The Police Department will deploy the cameras in five stages, 500 officers at a time, with a goal of equipping all 2,500 officers by January 2018.

The program will cost the city $11.6 million over five years, said Rawlings-Blake, who called the pilot program and bidding process necessary to the success of implementing a department-wide program.

The city's spending panel is expected to approve the program at a meeting next week.


Comments (6)

Displaying 1 - 6 of 6

Robert singer @ 3/13/2016 8:18 AM

I have no problem with the concept of wearing cameras except telling your police Dept that we don't trust or believe you is not a message that police officers want to here. I wait for the day that the public is begging their police to protect them from the dregs of society again. As long as we allow the liars. thieves and police haters to write the narrative no one will be safe remember you get the type of police you deserve.

DD16 @ 3/14/2016 4:40 AM

I totally agree. Now these people who complain on the police and fabricate most of the story such as "hands up don't shoot" B.S. will be mad now because the real story will be caught on camera. In their minds it is now not fare. I've handled many complaint calls and still do and once they are done complaining, I ask them if they would like to come in and watch the video or listen to the audio of the incident they are complaining about. In most cases there is a silent pause because they are full of ..... and rarely do they want to watch or listen to what really happened. I agree, the agency needs to trust their cops first and use the camera's as a tool to protect them.

Leonard @ 3/14/2016 11:44 AM

@Robert & DD16: You guys act as if police are blameless in the push for body cameras. It has been the questionable activities of police that have driven this trend.

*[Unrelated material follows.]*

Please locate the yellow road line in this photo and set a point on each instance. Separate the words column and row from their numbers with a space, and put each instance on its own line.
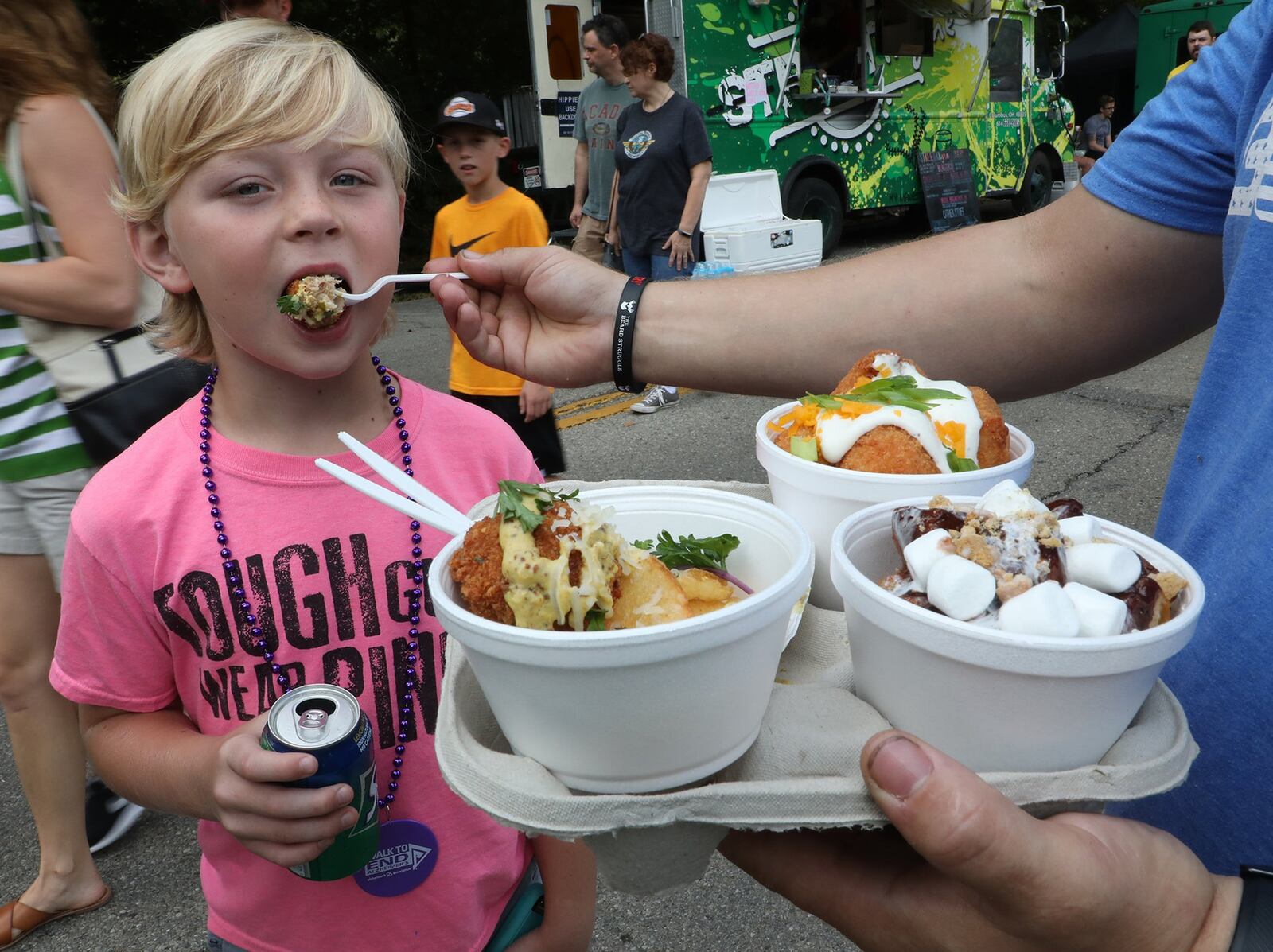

Police have a long a rich history of fabrication that has been exposed by your own dash cameras and video taken by the public. The public has to take the Reagan principle "Trust but verify" approach to law enforcement actions.

tim @ 3/14/2016 12:54 PM

it depends on the size of the department but our Department started using the Body cams about 6 months prior to the incident at Furguson. We had a rash of complaints against officers prior to us getting the cameras. But since the roll out date the complaints have almost completely stopped. This is in part to the public knowing that our officers wear the cameras and the footage will be reviewed during a complaint. In addition all of our complaints have to sworn to and if a false complaint is filed we prosecute the person. This has saved several of our officers from complaints that they would not be able to defend otherwise. Our officers are required to have the cameras on during contacts with the public. So if they choose not to turn it on during and incident and there is a complaint generated after this falls back on the officer internally.

Percy @ 3/14/2016 10:12 PM

Let's see how long it takes for a malfunction, or I forgot to turn it on during a high profile OIS. Or perhaps an order "all recording off" when an officer is caught drunk and asleep with his dick in hands. Oh wait that already has happened.

DD16 @ 3/15/2016 5:47 AM

Leonard, I'll be the first to admit we have some cops out there doing some stupid stuff but if we look at the big picture the percentage is minimal. Don't quote me but we have approximately 900 thousand cops in the U.S. and with social media, all people hear is about the bad things this small amount of cops do. With that, everybody and their brother wants to chime in and say how bad cops are. I've been doing the Cop job for over 30 years and still love it. During this time I've seen several officers fired at my own agency for yes "doing stupid stuff" but all of the good the men and women of law enforcement does get forgotten and overshadowed because all that is reported is the bad things. I would suggest that you get with your local Law Enforcement Agency and do a few ride along's to see what actually goes on during a shift, you may get a different perspective. As for Percy, there's no hope for him. If he saw an OIS, he'd be running away or be curled up in a corner sucking his thumb.